Today, though she is still technically in recovery, Mann said she feels great.
“They said it takes about a year to ‘not think about my knees.’ I have a little numbness, but that’s normal.”
Back to Work and Exercising
This summer, she was working her full-time job, plus exercising four to five times a week for at least 30 minutes, with visits to the gym, workout videos with one of her three daughters, and walking her dogs. She also has a Facebook page with friends who help each other build a healthy lifestyle and, as Mann says, “to be accountable.”

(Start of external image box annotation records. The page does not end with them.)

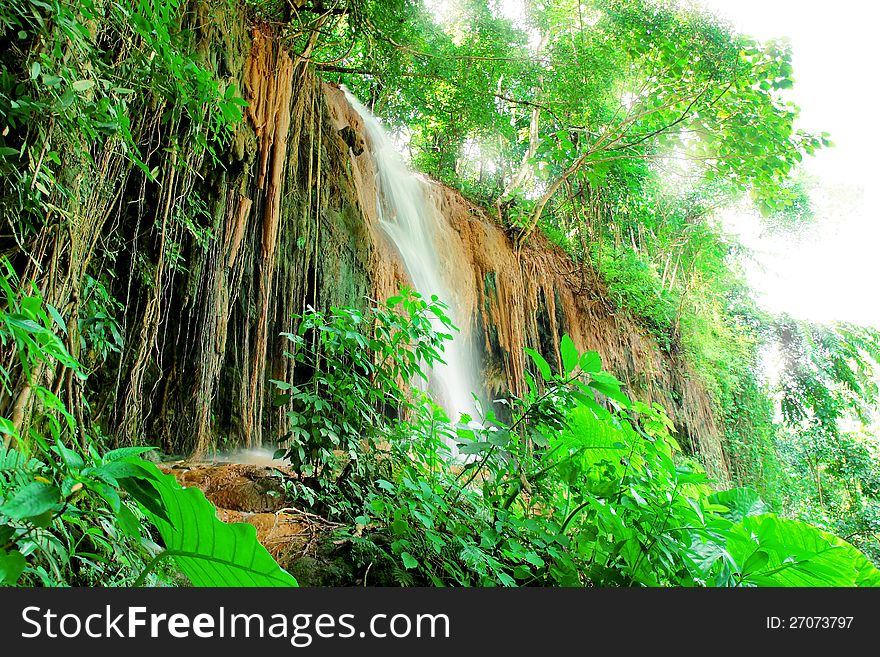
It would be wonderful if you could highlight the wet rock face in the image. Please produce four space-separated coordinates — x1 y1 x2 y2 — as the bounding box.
163 463 294 513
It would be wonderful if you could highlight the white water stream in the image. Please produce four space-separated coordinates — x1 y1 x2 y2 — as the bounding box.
342 86 479 422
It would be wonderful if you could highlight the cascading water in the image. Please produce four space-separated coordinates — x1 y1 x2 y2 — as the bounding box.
342 86 476 421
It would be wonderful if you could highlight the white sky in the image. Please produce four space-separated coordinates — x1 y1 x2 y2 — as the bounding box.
702 0 880 328
426 0 880 328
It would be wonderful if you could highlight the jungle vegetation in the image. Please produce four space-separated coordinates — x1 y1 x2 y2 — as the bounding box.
0 0 880 586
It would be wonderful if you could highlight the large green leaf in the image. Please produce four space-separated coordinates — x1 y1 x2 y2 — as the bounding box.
120 459 297 587
709 488 769 522
727 513 880 586
0 481 61 520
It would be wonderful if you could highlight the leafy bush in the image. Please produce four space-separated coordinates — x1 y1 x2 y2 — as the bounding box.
286 299 880 586
0 264 296 586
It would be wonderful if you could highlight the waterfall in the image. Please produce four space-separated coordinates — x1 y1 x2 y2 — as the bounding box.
342 86 477 422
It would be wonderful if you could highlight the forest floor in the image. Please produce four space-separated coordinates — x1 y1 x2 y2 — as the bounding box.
159 460 363 586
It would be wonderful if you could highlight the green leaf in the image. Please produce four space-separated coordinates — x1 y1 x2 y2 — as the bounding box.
70 80 95 92
523 347 553 381
126 461 297 587
400 552 419 570
559 335 579 374
727 513 880 587
104 447 156 463
0 550 27 586
580 351 602 372
0 481 61 520
709 488 769 522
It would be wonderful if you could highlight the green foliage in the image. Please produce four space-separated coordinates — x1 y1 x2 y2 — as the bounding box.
118 459 297 587
272 289 452 512
0 264 296 586
0 0 246 234
288 294 880 586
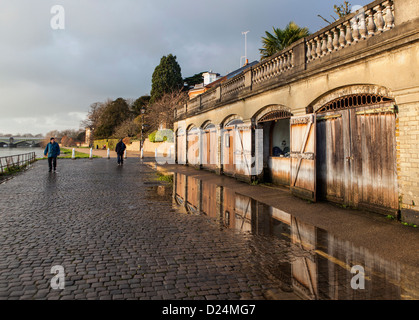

“I’m able to do so much more,” Mann said, “It feels wonderful.” By early this month, she had lost 20 pounds and intends to lose more: “My number one goal is to get healthy and get to a normal weight.”
Mann started with steroid injections in summer 2015, hoping that would reduce the pain. “Initially they helped,” she said. But then the pain was back. Dr. Kinkead saw that Mann’s health was being affected in more ways than one.
“One of the main things he said to me was that when your cardiovascular health is affected, that decreases your lifespan. That got me to go forward.”
One of the last straws was Mann realizing she wouldn’t be able to go to the theater with her friends, because she would have to take the stairs. “It got too painful,” she said.
After her surgery, Mann spent three days in Cape Cod Hospital’s Mugar wing. A big part of her good feelings about her surgery is the staff she encountered.
“You’re helpless those first three days,” she said. “They were exceptional: the nurses, technicians, staff, were all so patient and kind.”
Five days of inpatient rehab followed. The day she came home from rehab, she walked on crutches down the road and back.
“I didn’t expect that at all,” she said.
For the next two weeks, visiting nurses and a physical therapist came to her home, which was followed by outpatient rehab until last March.
Now Mann is back to her life with renewed zest. She recalled a wonderful trip to Mexico with her husband, Bob Mann, last February.
“I would never have been able to get myself out of the surf before the surgery. It changed my life profoundly.”